Venerdì, 17 Agosto, 2018

Mutui, Abi: ad aprile tassi d'interesse a 1,85%, minimo storico

Rapporto ABI: Sofferenze in calo, prestiti a famiglie e imprese in accelerazione Credito, Abi: ad aprile prestiti al settore privato su del 2,5%. A marzo mutui in crescita del 2,7%
Quartilla Lauricella | 15 Mag, 2018, 20:38

Neppure la lunga impasse politica sta scaldando più di tanto il rendimento dei Btp, e chi deve comprare casa festeggia.

Per le aziende il tasso sui nuovi prestiti è stabile a 1,51%.

Ad aprile 2018, i tassi di interesse applicati ai prestiti alla clientela sicollocano sui minimi storici: il tasso medio sul totale dei prestiti è pari al 2,66%, minimo storico (2,67% il mese precedente e 6,18% prima della crisi, a fine 2007). Ad aprile, secondo il rapporto mensile dell'Abi, il tasso medio sui nuovi prestiti alle famiglie per l'acquisto di abitazioni è diminuito all'1,85%, dall'1,88% di marzo. Sul totale delle nuove erogazioni circa i due terzi sono a tasso fisso.
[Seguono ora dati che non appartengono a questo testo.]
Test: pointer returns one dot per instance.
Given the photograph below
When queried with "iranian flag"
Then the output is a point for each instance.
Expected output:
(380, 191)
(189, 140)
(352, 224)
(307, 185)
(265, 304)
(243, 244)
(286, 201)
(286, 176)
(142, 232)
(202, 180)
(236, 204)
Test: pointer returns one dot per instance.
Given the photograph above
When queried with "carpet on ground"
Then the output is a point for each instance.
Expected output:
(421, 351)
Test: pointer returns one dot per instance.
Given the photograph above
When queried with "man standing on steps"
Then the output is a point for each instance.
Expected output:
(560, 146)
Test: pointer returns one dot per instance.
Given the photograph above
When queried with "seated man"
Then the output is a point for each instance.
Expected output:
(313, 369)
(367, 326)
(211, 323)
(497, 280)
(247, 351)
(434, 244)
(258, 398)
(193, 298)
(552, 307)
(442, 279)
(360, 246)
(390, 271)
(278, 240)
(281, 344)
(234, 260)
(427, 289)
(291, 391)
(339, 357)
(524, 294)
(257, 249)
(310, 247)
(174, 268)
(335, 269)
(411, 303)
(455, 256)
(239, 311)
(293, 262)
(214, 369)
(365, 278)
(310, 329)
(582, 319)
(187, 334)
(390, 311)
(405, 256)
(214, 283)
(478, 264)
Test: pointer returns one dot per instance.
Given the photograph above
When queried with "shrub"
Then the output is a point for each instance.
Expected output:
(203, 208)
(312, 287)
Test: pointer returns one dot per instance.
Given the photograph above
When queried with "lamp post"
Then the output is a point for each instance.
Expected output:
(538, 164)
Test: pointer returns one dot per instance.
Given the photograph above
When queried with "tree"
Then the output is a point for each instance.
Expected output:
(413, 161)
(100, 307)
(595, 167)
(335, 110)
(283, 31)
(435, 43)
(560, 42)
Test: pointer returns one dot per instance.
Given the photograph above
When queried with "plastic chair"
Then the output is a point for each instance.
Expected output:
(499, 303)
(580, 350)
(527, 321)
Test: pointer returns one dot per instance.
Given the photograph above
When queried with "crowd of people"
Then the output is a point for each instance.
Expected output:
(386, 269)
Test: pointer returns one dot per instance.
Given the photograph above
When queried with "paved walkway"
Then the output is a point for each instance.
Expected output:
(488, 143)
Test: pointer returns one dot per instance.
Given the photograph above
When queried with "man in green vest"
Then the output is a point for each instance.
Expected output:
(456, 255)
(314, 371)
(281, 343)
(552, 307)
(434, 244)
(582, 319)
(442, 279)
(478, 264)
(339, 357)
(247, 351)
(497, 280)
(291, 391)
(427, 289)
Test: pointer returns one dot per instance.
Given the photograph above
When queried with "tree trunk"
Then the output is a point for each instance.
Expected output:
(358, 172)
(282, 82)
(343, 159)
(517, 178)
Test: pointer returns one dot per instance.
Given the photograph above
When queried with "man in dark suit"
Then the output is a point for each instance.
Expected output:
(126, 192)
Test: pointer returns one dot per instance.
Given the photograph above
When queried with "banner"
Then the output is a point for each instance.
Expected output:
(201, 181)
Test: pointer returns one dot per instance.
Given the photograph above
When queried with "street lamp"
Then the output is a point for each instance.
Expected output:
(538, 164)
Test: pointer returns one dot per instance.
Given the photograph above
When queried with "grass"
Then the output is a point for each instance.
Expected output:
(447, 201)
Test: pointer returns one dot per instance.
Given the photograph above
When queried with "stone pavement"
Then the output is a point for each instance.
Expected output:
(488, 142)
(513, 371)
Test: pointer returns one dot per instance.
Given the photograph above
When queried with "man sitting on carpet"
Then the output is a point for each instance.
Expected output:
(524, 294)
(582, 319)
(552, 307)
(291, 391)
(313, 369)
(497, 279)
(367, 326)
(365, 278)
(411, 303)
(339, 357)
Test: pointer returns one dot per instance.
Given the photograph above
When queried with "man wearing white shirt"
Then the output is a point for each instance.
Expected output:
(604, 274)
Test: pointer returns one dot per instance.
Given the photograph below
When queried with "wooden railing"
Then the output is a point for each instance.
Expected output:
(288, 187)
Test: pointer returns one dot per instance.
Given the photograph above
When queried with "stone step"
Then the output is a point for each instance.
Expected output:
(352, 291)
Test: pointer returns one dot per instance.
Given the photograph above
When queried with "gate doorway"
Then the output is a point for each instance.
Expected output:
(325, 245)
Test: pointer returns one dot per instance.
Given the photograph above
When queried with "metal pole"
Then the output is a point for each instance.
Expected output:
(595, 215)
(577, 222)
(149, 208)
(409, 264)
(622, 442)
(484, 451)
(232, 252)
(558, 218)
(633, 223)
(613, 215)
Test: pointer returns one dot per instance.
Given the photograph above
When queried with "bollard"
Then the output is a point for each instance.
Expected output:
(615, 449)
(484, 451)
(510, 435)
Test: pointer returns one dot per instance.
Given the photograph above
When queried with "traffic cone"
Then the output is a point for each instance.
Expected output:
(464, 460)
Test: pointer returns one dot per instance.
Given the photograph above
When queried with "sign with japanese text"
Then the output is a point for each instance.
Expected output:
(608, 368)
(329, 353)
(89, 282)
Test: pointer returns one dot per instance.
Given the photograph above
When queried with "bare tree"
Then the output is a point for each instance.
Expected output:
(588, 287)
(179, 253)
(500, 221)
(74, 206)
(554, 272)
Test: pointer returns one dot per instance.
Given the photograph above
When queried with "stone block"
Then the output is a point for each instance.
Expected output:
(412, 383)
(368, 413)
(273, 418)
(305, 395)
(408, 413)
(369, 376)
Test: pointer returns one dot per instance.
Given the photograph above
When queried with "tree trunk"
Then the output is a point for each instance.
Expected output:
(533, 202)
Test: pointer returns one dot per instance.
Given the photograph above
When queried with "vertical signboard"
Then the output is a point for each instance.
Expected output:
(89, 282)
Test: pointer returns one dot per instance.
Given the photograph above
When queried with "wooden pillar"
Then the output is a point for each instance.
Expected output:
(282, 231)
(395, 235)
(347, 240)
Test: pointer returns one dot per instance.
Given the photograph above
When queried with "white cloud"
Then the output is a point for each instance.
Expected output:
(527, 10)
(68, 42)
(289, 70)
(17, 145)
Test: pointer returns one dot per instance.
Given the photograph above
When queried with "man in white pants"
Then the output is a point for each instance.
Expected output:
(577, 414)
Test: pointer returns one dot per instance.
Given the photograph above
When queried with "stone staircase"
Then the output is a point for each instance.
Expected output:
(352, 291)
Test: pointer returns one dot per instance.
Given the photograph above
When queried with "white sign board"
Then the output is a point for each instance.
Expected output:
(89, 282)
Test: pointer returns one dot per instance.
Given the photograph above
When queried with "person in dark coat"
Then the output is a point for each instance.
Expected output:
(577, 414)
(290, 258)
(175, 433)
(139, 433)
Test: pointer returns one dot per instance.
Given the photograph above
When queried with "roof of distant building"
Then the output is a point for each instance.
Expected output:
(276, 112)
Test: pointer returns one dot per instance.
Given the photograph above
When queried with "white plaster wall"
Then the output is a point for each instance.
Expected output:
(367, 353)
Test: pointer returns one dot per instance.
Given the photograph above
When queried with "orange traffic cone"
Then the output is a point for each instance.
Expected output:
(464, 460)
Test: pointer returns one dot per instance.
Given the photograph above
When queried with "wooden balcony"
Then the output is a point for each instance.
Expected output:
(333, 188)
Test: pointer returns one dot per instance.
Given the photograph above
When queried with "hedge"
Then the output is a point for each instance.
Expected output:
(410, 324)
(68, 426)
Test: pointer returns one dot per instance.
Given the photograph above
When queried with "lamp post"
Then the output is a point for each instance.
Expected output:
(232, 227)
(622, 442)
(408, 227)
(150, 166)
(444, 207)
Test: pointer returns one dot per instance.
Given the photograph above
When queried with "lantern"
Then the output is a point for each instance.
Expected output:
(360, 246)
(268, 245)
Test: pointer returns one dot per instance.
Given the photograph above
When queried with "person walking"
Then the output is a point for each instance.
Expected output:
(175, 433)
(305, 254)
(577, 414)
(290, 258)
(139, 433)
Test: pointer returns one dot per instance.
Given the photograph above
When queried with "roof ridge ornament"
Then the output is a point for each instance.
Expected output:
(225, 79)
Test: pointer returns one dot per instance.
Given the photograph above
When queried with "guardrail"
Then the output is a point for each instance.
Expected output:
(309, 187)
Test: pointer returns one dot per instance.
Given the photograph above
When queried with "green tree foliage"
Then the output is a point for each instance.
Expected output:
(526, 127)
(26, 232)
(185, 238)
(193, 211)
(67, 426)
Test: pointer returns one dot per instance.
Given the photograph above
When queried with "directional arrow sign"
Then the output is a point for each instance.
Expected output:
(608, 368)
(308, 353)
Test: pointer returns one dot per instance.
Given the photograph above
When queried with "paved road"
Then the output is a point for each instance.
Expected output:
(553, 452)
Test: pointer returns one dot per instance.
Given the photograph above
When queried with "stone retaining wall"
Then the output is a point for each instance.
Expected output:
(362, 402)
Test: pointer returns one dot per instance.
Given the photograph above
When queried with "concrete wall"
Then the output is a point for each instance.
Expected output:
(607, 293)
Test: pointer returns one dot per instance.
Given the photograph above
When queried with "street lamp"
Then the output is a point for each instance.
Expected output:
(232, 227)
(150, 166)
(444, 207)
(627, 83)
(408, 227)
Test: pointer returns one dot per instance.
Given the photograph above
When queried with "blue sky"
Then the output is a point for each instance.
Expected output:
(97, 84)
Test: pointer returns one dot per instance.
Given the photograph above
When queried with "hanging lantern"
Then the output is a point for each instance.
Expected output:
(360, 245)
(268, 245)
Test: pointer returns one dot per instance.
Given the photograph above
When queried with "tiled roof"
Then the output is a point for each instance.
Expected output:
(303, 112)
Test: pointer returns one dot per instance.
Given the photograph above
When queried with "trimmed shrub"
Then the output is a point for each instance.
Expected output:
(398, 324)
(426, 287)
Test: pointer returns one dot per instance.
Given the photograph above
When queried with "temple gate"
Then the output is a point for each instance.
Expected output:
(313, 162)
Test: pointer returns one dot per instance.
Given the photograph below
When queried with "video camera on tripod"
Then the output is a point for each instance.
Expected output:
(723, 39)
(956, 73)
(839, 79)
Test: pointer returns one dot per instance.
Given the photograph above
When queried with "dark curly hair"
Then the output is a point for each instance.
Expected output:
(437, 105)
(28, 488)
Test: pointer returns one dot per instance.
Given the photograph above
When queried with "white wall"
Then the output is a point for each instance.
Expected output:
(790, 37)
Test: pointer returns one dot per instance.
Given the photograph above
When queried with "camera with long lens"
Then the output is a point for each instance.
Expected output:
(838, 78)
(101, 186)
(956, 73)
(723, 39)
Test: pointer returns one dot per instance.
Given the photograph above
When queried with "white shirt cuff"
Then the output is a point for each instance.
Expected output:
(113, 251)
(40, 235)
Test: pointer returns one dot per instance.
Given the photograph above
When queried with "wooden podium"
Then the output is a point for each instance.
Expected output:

I prestiti delle banche italiane alle famiglie e alle imprese continuano il trend positivo e sono cresciuti in aprile del 2,5% annuo, mentre continua il calo dei crediti in sofferenza, che a marzo, al netto delle rettifiche, sono al 3,11% degli impieghi. Sulla base degli ultimi dati disponibili, risalenti a marzo, l'ammontare totale dei mutui in essere delle famiglie ha segnato una variazione positiva del 2,7% rispetto allo stesso mese del 2017. A marzo si sono attestate a 53,9 miliardi di euro, un valore in diminuzione di 655 miliardi rispetto ai 54,5 miliardi del mese precedente ed in forte calo, meno 32,9 miliardi, rispetto al dato di dicembre 2016 (86,8 miliardi). In 15 mesi - calcola l'associazione bancaria - si sono ridotte di oltre il 38% e rispetto al livello massimo delle sofferenze nette raggiunto a novembre 2015 (88,8 miliardi), la riduzione è di quasi 35 miliardi (di oltre il 39%). Male invece la raccolta, che frena in aprile con un -0,1% annuo.